Even if one can make a case that public institutions need to take a more proactive approach and decrease the risk of frustrating the expectation of stability, what if it is no longer feasible (Danaher 2019)? Given the decreasing regulatory power of institutions due to the disruptive nature of the technology as well as the increasing power of non-state actors, one may wonder what role is left for public institutions in the future (Schwab 2017).Footnote 57 The general trend seems to be not toward more stable institutions able to navigate changes, but toward more flexible people adjusted to a less stable institutional background.
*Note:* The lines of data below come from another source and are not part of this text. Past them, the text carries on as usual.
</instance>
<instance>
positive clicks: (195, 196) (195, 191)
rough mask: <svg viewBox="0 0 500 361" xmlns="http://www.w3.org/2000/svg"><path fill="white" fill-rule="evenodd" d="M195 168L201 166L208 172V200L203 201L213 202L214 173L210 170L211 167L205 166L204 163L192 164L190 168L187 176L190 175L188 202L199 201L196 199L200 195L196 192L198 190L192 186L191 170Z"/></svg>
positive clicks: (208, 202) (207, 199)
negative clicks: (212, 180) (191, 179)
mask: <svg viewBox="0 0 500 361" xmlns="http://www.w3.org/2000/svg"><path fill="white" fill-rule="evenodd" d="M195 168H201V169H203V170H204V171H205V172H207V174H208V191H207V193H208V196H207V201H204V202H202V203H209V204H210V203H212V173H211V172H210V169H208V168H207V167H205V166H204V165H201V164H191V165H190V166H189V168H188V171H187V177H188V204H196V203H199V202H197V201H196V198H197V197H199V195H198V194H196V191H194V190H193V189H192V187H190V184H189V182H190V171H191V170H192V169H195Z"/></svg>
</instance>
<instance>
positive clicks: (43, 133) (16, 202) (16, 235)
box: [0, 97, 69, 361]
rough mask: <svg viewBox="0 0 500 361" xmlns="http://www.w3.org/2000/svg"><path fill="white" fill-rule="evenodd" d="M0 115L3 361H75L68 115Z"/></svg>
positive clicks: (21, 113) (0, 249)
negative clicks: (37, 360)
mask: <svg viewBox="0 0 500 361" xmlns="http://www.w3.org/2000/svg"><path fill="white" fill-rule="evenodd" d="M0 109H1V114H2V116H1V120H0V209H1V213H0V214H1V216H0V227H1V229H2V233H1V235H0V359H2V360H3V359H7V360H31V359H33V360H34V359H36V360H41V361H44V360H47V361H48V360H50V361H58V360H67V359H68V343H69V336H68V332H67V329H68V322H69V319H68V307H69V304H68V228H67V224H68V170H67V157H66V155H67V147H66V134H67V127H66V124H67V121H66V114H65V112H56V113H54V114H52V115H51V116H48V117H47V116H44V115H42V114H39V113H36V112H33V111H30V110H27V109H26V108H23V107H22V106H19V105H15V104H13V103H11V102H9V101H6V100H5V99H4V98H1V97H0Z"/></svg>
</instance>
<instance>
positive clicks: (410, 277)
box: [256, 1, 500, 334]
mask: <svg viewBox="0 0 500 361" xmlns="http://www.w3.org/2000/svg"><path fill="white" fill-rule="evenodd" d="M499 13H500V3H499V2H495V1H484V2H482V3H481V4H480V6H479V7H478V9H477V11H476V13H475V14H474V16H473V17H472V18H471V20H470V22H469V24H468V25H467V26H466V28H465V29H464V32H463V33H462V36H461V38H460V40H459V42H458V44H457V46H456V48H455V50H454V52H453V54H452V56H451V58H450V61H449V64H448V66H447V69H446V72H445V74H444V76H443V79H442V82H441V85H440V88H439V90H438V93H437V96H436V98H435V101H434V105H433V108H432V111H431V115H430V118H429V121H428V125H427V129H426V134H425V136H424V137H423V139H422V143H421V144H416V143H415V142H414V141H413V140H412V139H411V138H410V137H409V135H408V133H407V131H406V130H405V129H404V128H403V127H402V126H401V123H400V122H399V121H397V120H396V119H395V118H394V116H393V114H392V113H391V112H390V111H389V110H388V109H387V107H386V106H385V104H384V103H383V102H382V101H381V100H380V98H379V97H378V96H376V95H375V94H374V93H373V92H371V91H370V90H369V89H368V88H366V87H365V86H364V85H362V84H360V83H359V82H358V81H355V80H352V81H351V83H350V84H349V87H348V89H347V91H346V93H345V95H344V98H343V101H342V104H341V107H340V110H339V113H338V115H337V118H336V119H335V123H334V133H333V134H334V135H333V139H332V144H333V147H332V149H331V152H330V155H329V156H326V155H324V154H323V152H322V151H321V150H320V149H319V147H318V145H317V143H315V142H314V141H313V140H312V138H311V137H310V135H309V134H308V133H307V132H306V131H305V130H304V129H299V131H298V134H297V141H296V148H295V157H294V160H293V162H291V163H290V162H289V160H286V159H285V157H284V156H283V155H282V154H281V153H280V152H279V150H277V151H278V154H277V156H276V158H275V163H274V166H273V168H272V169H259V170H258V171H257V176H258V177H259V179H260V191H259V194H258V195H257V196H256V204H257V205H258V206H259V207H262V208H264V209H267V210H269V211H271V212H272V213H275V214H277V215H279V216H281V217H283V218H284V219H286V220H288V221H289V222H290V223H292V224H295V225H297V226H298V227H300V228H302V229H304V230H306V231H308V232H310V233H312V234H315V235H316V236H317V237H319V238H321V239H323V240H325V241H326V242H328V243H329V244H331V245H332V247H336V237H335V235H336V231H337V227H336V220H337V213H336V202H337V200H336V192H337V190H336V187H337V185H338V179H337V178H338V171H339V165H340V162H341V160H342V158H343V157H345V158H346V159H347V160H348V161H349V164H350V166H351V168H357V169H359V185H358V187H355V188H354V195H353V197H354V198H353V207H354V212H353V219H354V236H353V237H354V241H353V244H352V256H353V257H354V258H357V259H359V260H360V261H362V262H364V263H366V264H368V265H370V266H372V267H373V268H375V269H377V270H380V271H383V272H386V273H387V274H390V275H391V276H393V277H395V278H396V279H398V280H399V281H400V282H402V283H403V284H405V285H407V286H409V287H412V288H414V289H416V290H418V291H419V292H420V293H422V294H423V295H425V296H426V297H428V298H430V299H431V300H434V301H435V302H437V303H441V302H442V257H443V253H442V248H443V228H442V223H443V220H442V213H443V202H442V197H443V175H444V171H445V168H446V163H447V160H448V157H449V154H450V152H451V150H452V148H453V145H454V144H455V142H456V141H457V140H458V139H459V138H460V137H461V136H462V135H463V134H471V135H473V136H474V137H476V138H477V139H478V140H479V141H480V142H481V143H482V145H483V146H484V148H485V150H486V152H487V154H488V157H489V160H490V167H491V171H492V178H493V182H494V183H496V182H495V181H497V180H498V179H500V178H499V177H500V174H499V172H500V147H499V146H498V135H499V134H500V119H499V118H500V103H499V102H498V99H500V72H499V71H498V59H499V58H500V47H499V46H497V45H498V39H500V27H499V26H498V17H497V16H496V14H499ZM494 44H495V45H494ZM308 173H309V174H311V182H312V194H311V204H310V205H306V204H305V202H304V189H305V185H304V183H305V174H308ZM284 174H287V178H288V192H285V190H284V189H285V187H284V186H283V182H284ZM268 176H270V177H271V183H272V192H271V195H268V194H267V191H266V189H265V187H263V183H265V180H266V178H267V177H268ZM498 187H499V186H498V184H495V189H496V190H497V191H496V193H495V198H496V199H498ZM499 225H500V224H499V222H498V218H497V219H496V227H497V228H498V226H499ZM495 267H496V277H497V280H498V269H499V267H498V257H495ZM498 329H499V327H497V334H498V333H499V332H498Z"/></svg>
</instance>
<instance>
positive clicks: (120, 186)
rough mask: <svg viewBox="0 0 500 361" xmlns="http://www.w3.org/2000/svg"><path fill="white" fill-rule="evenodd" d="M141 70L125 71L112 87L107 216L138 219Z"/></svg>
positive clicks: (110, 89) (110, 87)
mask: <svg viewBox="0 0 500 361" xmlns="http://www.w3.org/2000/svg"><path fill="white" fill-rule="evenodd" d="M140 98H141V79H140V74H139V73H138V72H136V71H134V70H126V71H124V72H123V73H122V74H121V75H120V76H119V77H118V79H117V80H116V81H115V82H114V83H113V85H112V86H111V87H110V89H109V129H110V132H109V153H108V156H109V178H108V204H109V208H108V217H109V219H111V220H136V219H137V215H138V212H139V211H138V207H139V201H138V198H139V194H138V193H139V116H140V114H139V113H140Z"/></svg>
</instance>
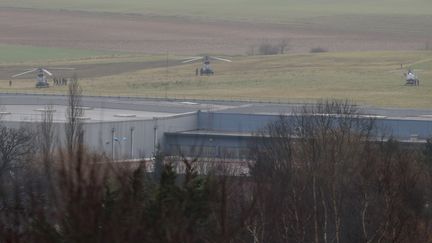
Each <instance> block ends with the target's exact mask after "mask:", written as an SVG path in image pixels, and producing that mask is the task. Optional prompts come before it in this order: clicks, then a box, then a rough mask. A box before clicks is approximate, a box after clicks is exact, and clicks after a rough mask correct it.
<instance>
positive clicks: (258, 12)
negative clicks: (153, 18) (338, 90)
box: [0, 0, 432, 22]
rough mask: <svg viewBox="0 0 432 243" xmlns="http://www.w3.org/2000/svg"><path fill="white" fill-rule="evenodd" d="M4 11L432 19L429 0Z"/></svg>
mask: <svg viewBox="0 0 432 243" xmlns="http://www.w3.org/2000/svg"><path fill="white" fill-rule="evenodd" d="M0 7H23V8H38V9H55V10H58V9H65V10H79V11H91V12H119V13H137V14H149V15H160V16H189V17H205V18H217V19H227V18H228V19H235V20H252V21H254V20H259V21H277V22H285V21H287V20H292V19H293V18H305V17H306V18H308V17H322V16H333V15H341V14H343V15H402V16H404V15H430V14H431V11H430V10H431V9H432V1H429V0H380V1H376V0H362V1H356V0H308V1H305V0H267V1H263V0H217V1H214V0H181V1H178V0H163V1H160V0H145V1H143V0H124V1H118V0H74V1H58V0H2V1H1V2H0Z"/></svg>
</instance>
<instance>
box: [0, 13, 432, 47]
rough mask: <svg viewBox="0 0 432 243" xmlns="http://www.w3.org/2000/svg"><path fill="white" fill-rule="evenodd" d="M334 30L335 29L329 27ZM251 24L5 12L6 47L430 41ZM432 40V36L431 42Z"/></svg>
mask: <svg viewBox="0 0 432 243" xmlns="http://www.w3.org/2000/svg"><path fill="white" fill-rule="evenodd" d="M326 26H327V27H329V26H330V27H329V28H326ZM326 26H320V25H317V24H316V23H313V24H310V23H301V22H298V23H291V24H271V23H246V22H230V21H216V20H215V21H204V20H192V19H186V18H175V17H152V16H141V15H127V14H111V13H86V12H72V11H48V10H33V9H15V8H0V33H1V34H0V43H5V44H23V45H34V46H44V47H67V48H82V49H92V50H111V51H124V52H134V53H147V54H150V53H159V54H160V53H166V52H169V53H172V54H183V55H195V54H199V53H215V54H221V55H236V54H245V53H247V52H248V51H250V50H251V47H252V46H254V47H257V46H258V45H259V44H260V43H262V42H263V41H264V40H267V41H270V42H274V43H277V42H279V41H281V40H288V42H289V45H288V46H289V49H290V51H292V52H309V50H310V49H311V48H313V47H318V46H319V47H323V48H326V49H328V50H329V51H363V50H416V49H420V48H421V46H422V45H423V46H424V43H425V37H424V36H422V35H418V36H415V35H414V36H413V35H410V36H407V35H406V34H405V33H403V31H402V32H401V33H391V34H389V33H381V32H379V31H378V32H377V31H367V30H366V31H352V30H349V28H347V29H340V28H331V26H332V25H331V23H330V24H328V25H326ZM428 38H429V37H428Z"/></svg>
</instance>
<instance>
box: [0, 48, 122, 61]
mask: <svg viewBox="0 0 432 243" xmlns="http://www.w3.org/2000/svg"><path fill="white" fill-rule="evenodd" d="M121 55H125V54H124V53H120V52H109V51H94V50H82V49H68V48H48V47H34V46H23V45H8V44H0V64H13V63H31V62H38V61H39V62H41V61H42V62H49V61H53V60H54V61H57V62H58V61H61V60H74V59H89V58H101V57H116V56H121Z"/></svg>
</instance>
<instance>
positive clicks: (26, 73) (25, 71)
mask: <svg viewBox="0 0 432 243" xmlns="http://www.w3.org/2000/svg"><path fill="white" fill-rule="evenodd" d="M37 70H38V69H37V68H33V69H30V70H28V71H25V72H23V73H19V74H15V75H13V76H12V78H15V77H18V76H21V75H24V74H27V73H32V72H35V71H37Z"/></svg>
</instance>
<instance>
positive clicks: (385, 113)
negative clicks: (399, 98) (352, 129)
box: [0, 94, 432, 159]
mask: <svg viewBox="0 0 432 243" xmlns="http://www.w3.org/2000/svg"><path fill="white" fill-rule="evenodd" d="M0 105H1V107H2V110H1V112H0V114H1V116H2V118H1V120H2V122H3V123H4V124H5V125H7V126H11V127H18V126H33V127H35V126H37V125H38V124H39V123H40V122H41V117H42V116H41V114H42V113H44V112H52V113H53V126H54V128H55V135H56V137H57V138H58V142H57V143H56V144H62V143H63V142H64V140H65V135H64V124H65V122H66V109H67V97H65V96H60V95H33V94H32V95H25V94H2V95H0ZM303 105H304V104H288V103H286V104H281V103H257V102H240V101H204V100H203V101H190V100H158V99H143V98H124V97H123V98H122V97H88V96H86V97H82V107H81V108H82V109H83V110H84V115H83V116H82V117H80V119H81V121H82V123H83V128H84V142H85V144H86V145H87V146H89V147H90V148H92V149H94V150H97V151H103V152H105V153H106V154H110V155H111V156H113V157H114V159H126V158H127V159H136V158H144V157H151V156H152V155H153V154H154V152H155V151H156V149H157V148H158V147H159V148H160V149H161V150H163V151H166V152H167V153H170V154H176V153H183V154H185V155H191V154H196V152H197V149H199V150H200V151H199V152H200V155H202V156H206V157H229V158H235V159H239V158H240V159H241V158H245V157H246V156H247V154H248V151H249V150H248V147H249V145H250V143H251V142H252V141H253V139H255V135H254V134H256V132H257V131H259V130H260V129H263V128H264V127H265V126H266V125H267V124H268V123H269V122H272V121H275V120H277V119H279V117H280V115H289V114H292V112H293V111H294V110H295V109H297V108H299V107H302V106H303ZM361 109H362V110H363V111H364V113H366V114H369V115H372V116H374V118H375V119H376V123H377V124H378V126H379V127H380V128H381V129H382V131H383V134H385V135H386V136H392V137H394V138H396V139H398V140H401V141H405V142H410V143H424V142H425V140H426V139H427V138H429V137H431V136H432V110H418V109H417V110H410V109H384V108H373V107H361Z"/></svg>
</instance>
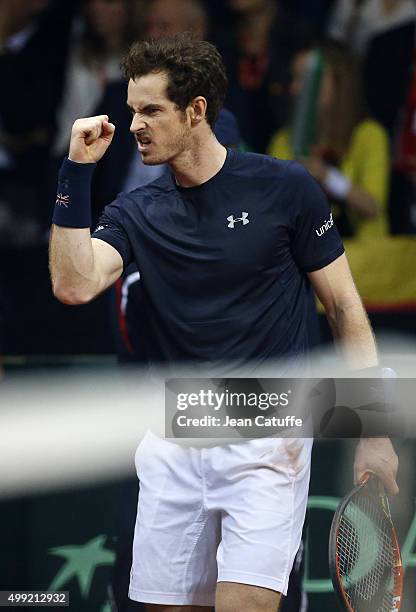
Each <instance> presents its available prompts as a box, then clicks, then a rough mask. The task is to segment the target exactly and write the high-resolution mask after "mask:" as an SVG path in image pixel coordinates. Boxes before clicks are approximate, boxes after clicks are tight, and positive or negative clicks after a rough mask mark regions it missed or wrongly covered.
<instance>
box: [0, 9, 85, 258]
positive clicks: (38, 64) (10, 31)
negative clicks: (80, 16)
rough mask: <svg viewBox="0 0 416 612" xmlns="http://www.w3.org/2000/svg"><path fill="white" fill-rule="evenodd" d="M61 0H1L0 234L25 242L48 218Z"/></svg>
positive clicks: (65, 26)
mask: <svg viewBox="0 0 416 612" xmlns="http://www.w3.org/2000/svg"><path fill="white" fill-rule="evenodd" d="M76 5H77V2H76V1H74V2H70V1H69V0H55V1H54V0H20V1H19V2H16V1H15V0H1V3H0V7H1V12H0V79H1V83H2V92H3V95H2V96H1V98H0V193H1V195H0V242H1V243H2V244H3V245H9V246H17V247H23V246H29V245H30V246H33V245H35V244H37V243H39V242H40V241H41V240H42V227H44V228H46V227H47V226H48V225H49V211H48V210H47V207H46V206H45V201H46V200H47V196H46V194H47V170H48V156H49V151H50V145H51V142H52V139H53V133H54V129H55V111H56V107H57V105H58V102H59V98H60V95H61V91H62V76H61V75H62V73H63V69H64V65H65V60H66V55H67V47H68V39H69V32H70V26H71V20H72V14H73V12H74V10H75V9H76Z"/></svg>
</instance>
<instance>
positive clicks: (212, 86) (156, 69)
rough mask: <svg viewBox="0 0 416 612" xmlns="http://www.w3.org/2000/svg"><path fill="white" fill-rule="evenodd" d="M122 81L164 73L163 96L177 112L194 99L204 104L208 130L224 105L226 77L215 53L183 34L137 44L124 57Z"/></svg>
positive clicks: (221, 63) (209, 49) (182, 108)
mask: <svg viewBox="0 0 416 612" xmlns="http://www.w3.org/2000/svg"><path fill="white" fill-rule="evenodd" d="M121 68H122V70H123V74H124V77H125V78H126V79H127V80H129V79H133V80H134V79H135V78H137V77H141V76H145V75H147V74H150V73H152V72H155V73H158V72H160V73H163V72H164V73H166V74H167V76H168V86H167V89H166V93H167V96H168V98H169V99H170V100H171V101H172V102H174V103H175V104H176V105H177V106H178V108H179V109H180V110H182V111H183V110H185V109H186V107H187V106H188V105H189V103H190V102H191V101H192V100H193V99H194V98H195V97H197V96H203V97H204V98H205V99H206V101H207V113H206V119H207V122H208V124H209V125H210V126H211V128H212V127H213V126H214V124H215V122H216V120H217V118H218V114H219V112H220V110H221V108H222V106H223V104H224V99H225V94H226V92H227V85H228V80H227V75H226V72H225V67H224V64H223V61H222V58H221V55H220V53H219V52H218V50H217V49H216V48H215V47H214V45H212V44H211V43H209V42H206V41H202V40H198V39H197V38H196V37H195V36H194V35H193V34H191V33H189V32H184V33H182V34H177V35H176V36H172V37H169V38H162V39H160V40H150V41H139V42H136V43H135V44H133V45H132V46H131V47H130V50H129V51H128V53H127V54H126V55H125V56H124V58H123V60H122V63H121Z"/></svg>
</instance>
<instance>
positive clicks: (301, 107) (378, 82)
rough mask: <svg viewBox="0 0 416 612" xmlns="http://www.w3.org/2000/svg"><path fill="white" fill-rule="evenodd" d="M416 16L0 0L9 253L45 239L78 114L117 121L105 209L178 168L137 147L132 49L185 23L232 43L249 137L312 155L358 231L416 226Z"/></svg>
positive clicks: (396, 9) (337, 3)
mask: <svg viewBox="0 0 416 612" xmlns="http://www.w3.org/2000/svg"><path fill="white" fill-rule="evenodd" d="M415 25H416V3H415V2H414V0H19V1H18V2H17V1H16V0H0V77H1V84H2V95H1V96H0V249H12V250H13V249H14V250H16V251H19V250H22V249H26V248H33V247H38V246H39V247H45V246H46V244H47V240H48V229H49V226H50V218H51V211H52V208H53V205H54V201H55V189H56V176H57V170H58V168H59V165H60V163H61V161H62V159H63V157H64V156H65V155H66V154H67V151H68V142H69V137H70V131H71V126H72V123H73V121H74V120H75V119H76V118H77V117H83V116H89V115H95V114H101V113H105V114H108V115H109V116H110V120H111V121H112V122H113V123H115V125H116V128H117V129H116V136H115V139H114V142H113V144H112V146H111V147H110V149H109V151H108V152H107V154H106V156H105V157H104V159H103V160H102V161H101V162H100V164H99V165H98V168H97V171H96V173H95V176H94V183H93V193H92V202H93V219H94V221H96V220H97V218H98V216H99V214H100V212H101V210H102V209H103V207H104V205H105V204H107V203H109V202H110V201H111V200H112V199H114V197H115V196H116V195H117V193H118V192H120V191H125V190H130V189H133V188H134V187H136V186H139V185H141V184H144V183H146V182H147V181H150V180H153V179H154V178H156V177H157V176H158V175H159V174H160V172H162V171H163V169H161V168H159V167H145V166H143V164H141V163H140V160H139V159H138V155H137V149H136V147H135V143H134V140H133V138H132V136H131V135H130V133H129V129H128V128H129V124H130V116H129V113H128V111H127V108H126V95H125V91H126V83H125V82H124V81H123V79H122V77H121V73H120V59H121V57H122V55H123V53H124V52H125V51H126V49H127V48H128V46H129V45H130V44H131V43H132V41H134V40H137V39H140V38H149V37H151V38H158V37H161V36H165V35H172V34H175V33H178V32H180V31H184V30H188V31H189V30H191V31H193V32H194V33H195V35H196V36H198V37H200V38H205V39H208V40H210V41H212V42H213V43H214V44H216V45H217V47H218V48H219V49H220V51H221V53H222V55H223V58H224V61H225V64H226V66H227V70H228V76H229V92H228V96H227V99H226V104H225V106H226V108H227V109H228V110H229V111H231V112H232V113H233V114H234V116H235V118H236V120H237V124H238V127H239V131H240V135H241V142H240V146H241V147H242V148H244V149H245V150H249V151H256V152H259V153H268V154H270V155H274V156H276V157H281V158H297V159H298V160H299V161H300V162H301V163H303V164H304V165H305V166H306V167H307V168H308V170H309V171H310V172H311V173H312V174H313V175H314V176H315V178H316V179H317V180H318V181H319V182H320V183H321V184H322V186H323V188H324V189H325V191H326V193H327V195H328V197H329V199H330V201H331V204H332V209H333V214H334V217H335V218H336V220H337V223H338V226H339V228H340V230H341V233H342V234H343V235H344V236H348V237H354V238H357V239H360V240H371V239H373V238H376V237H378V236H381V235H386V234H415V233H416V180H415V177H416V132H415V130H416V128H415V114H414V113H415V112H416V70H415V65H414V62H413V58H414V49H415ZM1 282H2V278H1V276H0V285H1ZM2 291H3V293H4V287H3V290H1V289H0V295H1V293H2ZM6 293H7V289H6ZM1 311H2V309H1V297H0V312H1Z"/></svg>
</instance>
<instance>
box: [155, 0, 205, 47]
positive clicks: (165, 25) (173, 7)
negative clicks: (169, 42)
mask: <svg viewBox="0 0 416 612" xmlns="http://www.w3.org/2000/svg"><path fill="white" fill-rule="evenodd" d="M146 25H147V27H146V37H147V38H154V39H156V40H157V39H159V38H162V36H174V35H175V34H178V33H179V32H186V31H189V32H193V33H194V34H195V36H197V37H198V38H200V39H201V40H203V39H204V38H206V37H207V35H208V19H207V15H206V13H205V9H204V6H203V4H202V2H200V1H199V0H151V1H150V2H149V4H148V8H147V13H146Z"/></svg>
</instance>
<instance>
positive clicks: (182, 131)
mask: <svg viewBox="0 0 416 612" xmlns="http://www.w3.org/2000/svg"><path fill="white" fill-rule="evenodd" d="M190 140H191V139H190V129H189V128H188V127H187V125H186V122H185V121H184V122H183V123H181V127H180V129H178V131H177V133H176V134H175V135H174V136H172V137H171V139H170V140H169V141H168V142H167V143H166V144H165V145H163V148H164V153H161V154H159V155H157V154H156V155H155V156H153V155H149V156H148V159H146V157H145V156H143V155H142V156H141V157H142V162H143V164H145V165H146V166H158V165H160V164H169V163H170V162H172V161H173V160H174V159H176V158H177V157H178V156H179V155H181V153H183V152H184V151H186V150H187V148H189V144H190Z"/></svg>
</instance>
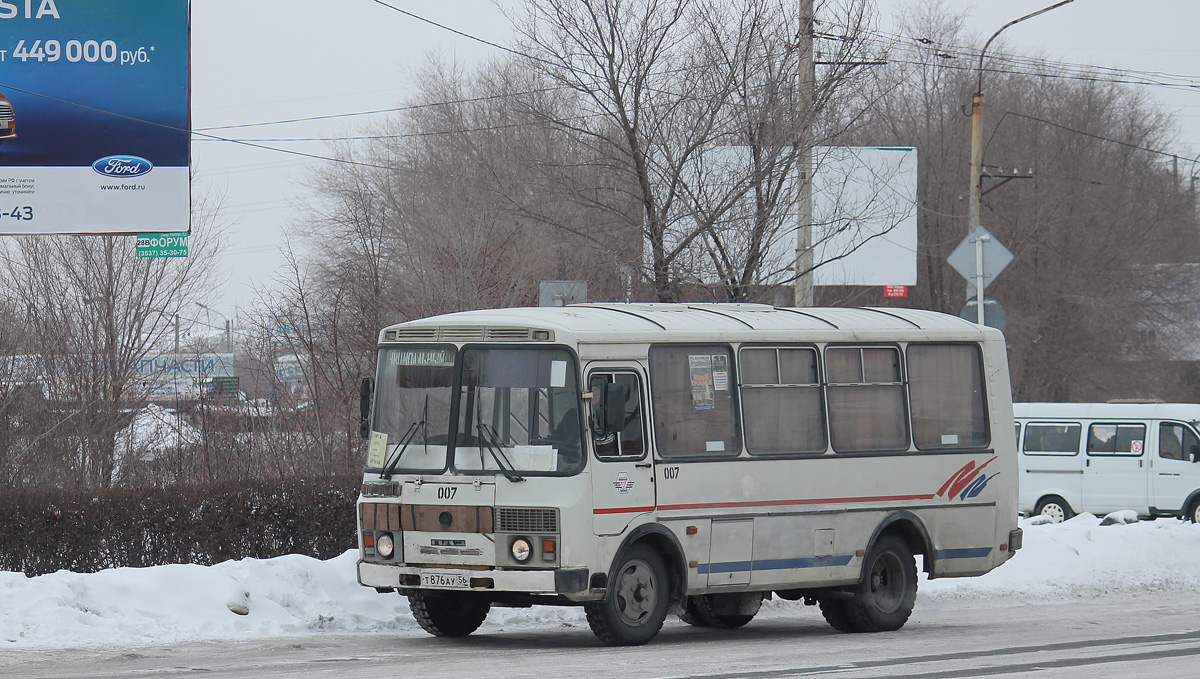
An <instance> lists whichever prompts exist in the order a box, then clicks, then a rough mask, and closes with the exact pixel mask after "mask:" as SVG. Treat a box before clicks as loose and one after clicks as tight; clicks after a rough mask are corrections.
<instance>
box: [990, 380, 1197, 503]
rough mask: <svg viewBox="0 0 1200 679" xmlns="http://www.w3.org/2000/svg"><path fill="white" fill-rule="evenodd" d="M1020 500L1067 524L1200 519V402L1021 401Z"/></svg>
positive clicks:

However, if they are to be justified to those who are subjected to them, public institutions need to address a growing number of issues raised by digital technologies. Therefore, the ability (and willingness) to regulate the sphere of digital technologies is becoming crucial for the legitimation of public institutions under contemporary conditions. This shows that the deployment of socially disruptive technologies challenges the very foundations of liberal political thought.Footnote 58 Thus, all those who value individual autonomy and think that institutions should play an essential role in securing it, need to wrestle with this problem. Moreover, we need to wrestle with this problem while we still can.